From EDA to NDA: Treating Networks like Chips and Programs
Surveys reveal that network outages are prevalent, and that many outages take hours to resolve, resulting in significant lost revenue. Many bugs are caused by errors in configuration files which are programmed using arcane, low-level languages, akin to machine code. Further, mistakes are often hunted down using rudimentary tools such as Ping and Traceroute.
Taking our cue from other fields such as hardware design, we suggest fresh approaches. Our first attempt was a geometric model of network forwarding called Header Space together with parsers that convert router configurations to header space representations. Header Space ideas were used to build a static checker (Hassel) that can identify reachability bugs and a dynamic checker (ATPG) that can identify performance faults. Unlike classical model checkers, Hassel does not have a notion of a specification language or a modeling language, which makes it difficult to write higher level specifications or deal with changing router behaviors. Our attempt to remedy this was to teach an old dog (Datalog) new tricks to create what we call Network Optimized Datalog (NoD) followed by extensions to quantitative and automatic verification.
These results suggest that concepts from Electronic Design Automation (EDA) and program verification can be leveraged to create what might be termed Network Design Automation (NDA). What might the equivalent of Layout Versus Schematic tools or Specification Mining be? What are the differences in the domain that can be exploited? The second part of this talk will explore this vision, touching upon modular network semantics, language design, performance invariants, and interactive network debuggers. This is joint work with collaborators at Berkeley, MSR, and Stanford.
George Varghese received his Ph.D. in 1992 from MIT. From 1993-1999, he was a professor at Washington University, and at UCSD from 1999 to 2013. He was the Distinguished Visitor in the computer science department at Stanford University from 2010-2011. He joined Microsoft Research in 2012.

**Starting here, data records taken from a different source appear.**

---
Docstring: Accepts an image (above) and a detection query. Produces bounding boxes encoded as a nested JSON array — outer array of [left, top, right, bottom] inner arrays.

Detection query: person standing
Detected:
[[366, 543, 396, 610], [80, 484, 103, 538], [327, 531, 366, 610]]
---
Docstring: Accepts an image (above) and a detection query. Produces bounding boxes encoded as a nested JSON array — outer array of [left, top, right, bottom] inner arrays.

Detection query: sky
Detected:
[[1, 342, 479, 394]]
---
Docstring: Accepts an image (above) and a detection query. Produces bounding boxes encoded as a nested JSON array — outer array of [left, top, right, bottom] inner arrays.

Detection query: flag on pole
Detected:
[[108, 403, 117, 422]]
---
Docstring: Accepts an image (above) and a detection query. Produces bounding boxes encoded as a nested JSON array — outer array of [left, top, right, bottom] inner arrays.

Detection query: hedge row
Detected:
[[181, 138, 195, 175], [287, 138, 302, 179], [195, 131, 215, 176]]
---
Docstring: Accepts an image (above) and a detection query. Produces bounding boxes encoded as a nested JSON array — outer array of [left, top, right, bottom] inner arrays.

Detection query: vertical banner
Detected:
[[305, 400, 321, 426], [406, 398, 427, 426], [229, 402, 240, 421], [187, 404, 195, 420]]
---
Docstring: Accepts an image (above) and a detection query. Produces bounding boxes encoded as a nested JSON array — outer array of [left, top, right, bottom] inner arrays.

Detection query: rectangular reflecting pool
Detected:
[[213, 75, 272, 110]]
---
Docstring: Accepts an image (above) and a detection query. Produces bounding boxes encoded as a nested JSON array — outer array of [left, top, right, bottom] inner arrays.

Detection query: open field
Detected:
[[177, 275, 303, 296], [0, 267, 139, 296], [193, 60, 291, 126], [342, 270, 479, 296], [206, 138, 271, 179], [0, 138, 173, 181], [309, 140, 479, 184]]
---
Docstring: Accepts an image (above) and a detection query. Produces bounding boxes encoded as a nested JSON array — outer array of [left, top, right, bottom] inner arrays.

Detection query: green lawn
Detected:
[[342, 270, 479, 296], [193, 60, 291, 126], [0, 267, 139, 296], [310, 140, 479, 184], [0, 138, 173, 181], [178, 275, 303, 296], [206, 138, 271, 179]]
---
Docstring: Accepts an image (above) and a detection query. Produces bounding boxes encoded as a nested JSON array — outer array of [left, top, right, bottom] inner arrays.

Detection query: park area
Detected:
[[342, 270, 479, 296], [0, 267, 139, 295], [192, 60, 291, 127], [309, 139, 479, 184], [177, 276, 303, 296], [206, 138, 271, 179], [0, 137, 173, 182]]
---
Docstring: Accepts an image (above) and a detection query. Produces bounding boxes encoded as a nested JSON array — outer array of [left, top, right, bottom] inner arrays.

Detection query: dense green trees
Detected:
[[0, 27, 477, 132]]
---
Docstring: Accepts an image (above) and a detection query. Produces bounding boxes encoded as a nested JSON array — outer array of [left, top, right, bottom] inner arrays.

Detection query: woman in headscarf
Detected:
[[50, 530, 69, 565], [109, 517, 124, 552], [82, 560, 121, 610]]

His book "Network Algorithmics" was published in December 2004 by Morgan-Kaufman. In May 2004, he co-founded NetSift, which was acquired by Cisco Systems in 2005. With colleagues, he has won best paper awards at SIGCOMM (2014), ANCS (2013), OSDI (2008), PODC (1996), and the IETF Applied Networking Prize (2013). He won the Kobayashi Award and the SIGCOMM Lifetime Award, both in 2014, and the IIT Bombay Distinguished Alumni Award in 2015.